Flat tax detractors will drag out the usual litany of scare tactics about poor people paying more taxes. They will complain that this is yet another example of greedy Republicans giving breaks to Corporate America. And they will worry that the flat tax won’t be applied fairly. What really galls them, though, is that they believe rich people should pay more.

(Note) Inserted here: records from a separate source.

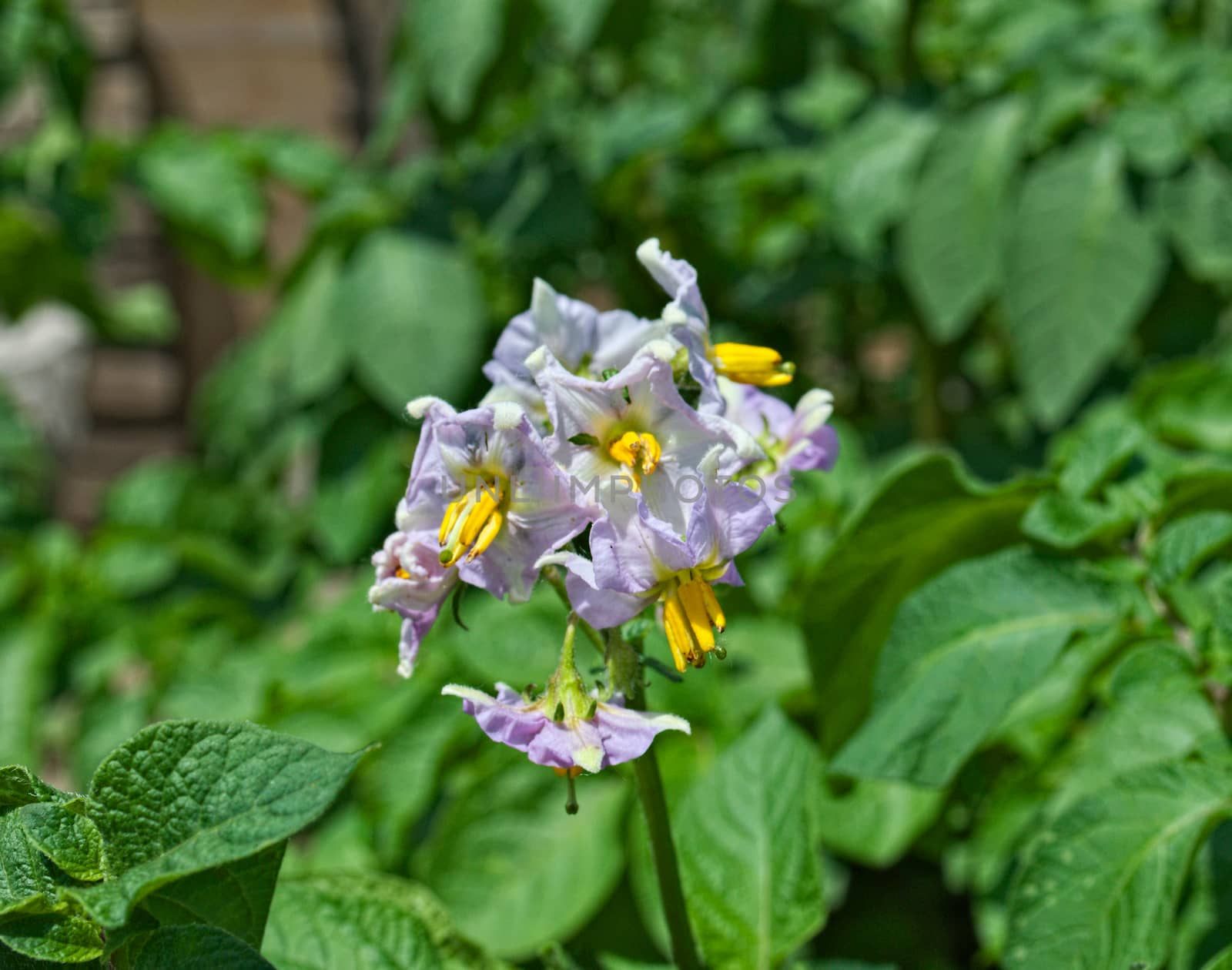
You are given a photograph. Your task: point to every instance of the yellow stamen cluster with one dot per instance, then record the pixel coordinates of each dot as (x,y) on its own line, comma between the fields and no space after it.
(690,610)
(745,363)
(638,452)
(471,523)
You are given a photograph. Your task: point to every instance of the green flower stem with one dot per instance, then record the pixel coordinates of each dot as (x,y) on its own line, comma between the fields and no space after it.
(554,579)
(654,804)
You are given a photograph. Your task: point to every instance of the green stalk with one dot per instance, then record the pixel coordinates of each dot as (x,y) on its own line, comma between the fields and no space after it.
(654,804)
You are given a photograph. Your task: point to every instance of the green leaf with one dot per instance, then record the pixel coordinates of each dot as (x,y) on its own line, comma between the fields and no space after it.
(505,859)
(924,515)
(1066,522)
(20,787)
(416,318)
(870,172)
(182,797)
(748,848)
(949,254)
(312,330)
(457,42)
(67,838)
(196,948)
(1187,543)
(234,896)
(1197,211)
(961,651)
(1221,961)
(1081,271)
(367,922)
(576,24)
(26,884)
(55,937)
(203,187)
(1100,884)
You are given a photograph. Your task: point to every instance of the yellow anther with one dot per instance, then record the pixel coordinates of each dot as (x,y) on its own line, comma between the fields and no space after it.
(472,522)
(690,610)
(640,452)
(747,363)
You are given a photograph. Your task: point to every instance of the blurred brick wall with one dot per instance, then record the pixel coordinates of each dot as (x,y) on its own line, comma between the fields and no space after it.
(209,62)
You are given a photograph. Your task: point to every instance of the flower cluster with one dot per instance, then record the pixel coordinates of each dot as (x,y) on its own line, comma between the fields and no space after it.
(628,460)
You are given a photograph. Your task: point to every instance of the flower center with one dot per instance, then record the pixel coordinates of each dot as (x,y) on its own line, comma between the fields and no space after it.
(745,363)
(638,452)
(691,614)
(472,522)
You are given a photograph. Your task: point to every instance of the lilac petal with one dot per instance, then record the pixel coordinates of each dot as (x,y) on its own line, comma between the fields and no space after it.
(628,734)
(505,718)
(726,522)
(564,745)
(601,608)
(678,279)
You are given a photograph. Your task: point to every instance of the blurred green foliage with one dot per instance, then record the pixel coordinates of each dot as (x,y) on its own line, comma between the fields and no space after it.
(971,219)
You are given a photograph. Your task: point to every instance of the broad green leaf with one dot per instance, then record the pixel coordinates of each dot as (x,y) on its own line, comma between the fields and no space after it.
(367,922)
(1081,269)
(26,883)
(961,651)
(870,172)
(20,787)
(1189,404)
(1197,211)
(1067,522)
(875,821)
(1158,713)
(416,316)
(505,859)
(313,326)
(576,24)
(1100,884)
(67,838)
(234,896)
(748,848)
(1187,543)
(950,257)
(55,937)
(456,41)
(194,947)
(182,797)
(1221,961)
(201,186)
(923,516)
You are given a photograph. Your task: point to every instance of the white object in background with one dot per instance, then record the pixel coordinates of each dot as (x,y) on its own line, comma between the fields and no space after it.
(45,360)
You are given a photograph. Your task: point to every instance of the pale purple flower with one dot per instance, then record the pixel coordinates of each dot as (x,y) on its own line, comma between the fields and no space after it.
(412,583)
(591,734)
(634,433)
(794,440)
(583,340)
(484,484)
(638,559)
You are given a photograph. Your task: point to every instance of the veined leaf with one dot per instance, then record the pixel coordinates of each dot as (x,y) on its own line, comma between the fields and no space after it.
(952,232)
(1100,884)
(1082,267)
(962,649)
(182,797)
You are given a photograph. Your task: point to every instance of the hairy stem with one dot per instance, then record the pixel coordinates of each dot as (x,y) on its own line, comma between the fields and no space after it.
(654,804)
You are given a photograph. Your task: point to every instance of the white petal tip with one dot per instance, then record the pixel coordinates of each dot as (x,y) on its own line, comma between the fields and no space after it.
(418,408)
(650,250)
(661,349)
(505,415)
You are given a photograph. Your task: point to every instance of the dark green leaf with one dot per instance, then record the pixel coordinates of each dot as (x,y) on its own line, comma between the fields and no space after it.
(1081,269)
(182,797)
(961,651)
(950,259)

Which is why the Bush Flat Tax has to be done right. It must:

- Be fair: All income must be eligible. Work income, capital gains, dividends, interest, the whole lot. This was the Achilles’ Heel of earlier flat tax proposals.
- Be flat: Three brackets do not a flat tax make. The code might be simpler, but it would not be flat, and it would not accrue as many benefits as a truly flat tax.
- Have a floor: Those below a minimum income level (we’ll leave it to the economists to sort out where that line is) must be exempt. But nobody should be paying a larger percentage of his income when the flat tax goes into effect, least of all the working poor.
- Be reasonable: Excepting the lowest earners, a flat rate of approximately 21-24% would end up being less than most households currently pay and well within what they are willing to pay. Americans are eminently reasonable and don’t expect to go from paying 28% to 5% overnight. Moreover, over time the rate will decrease as revenues rise (this assuming that Congress and the White House are able to finally exercise some fiscal restraint on matters other than the War on Terror).

On the domestic front, President Bush could do far worse than have a revitalized and simplified tax structure as the cornerstone of his second term. As in the first term, he can lower taxes for all Americans. Make payment less of a chore. Create a more equitable system; stop punishing success. And above all, stimulate growth rather than bureaucracy. All in all, not a bad legacy.

The second term hasn’t begun, but the clock is already ticking.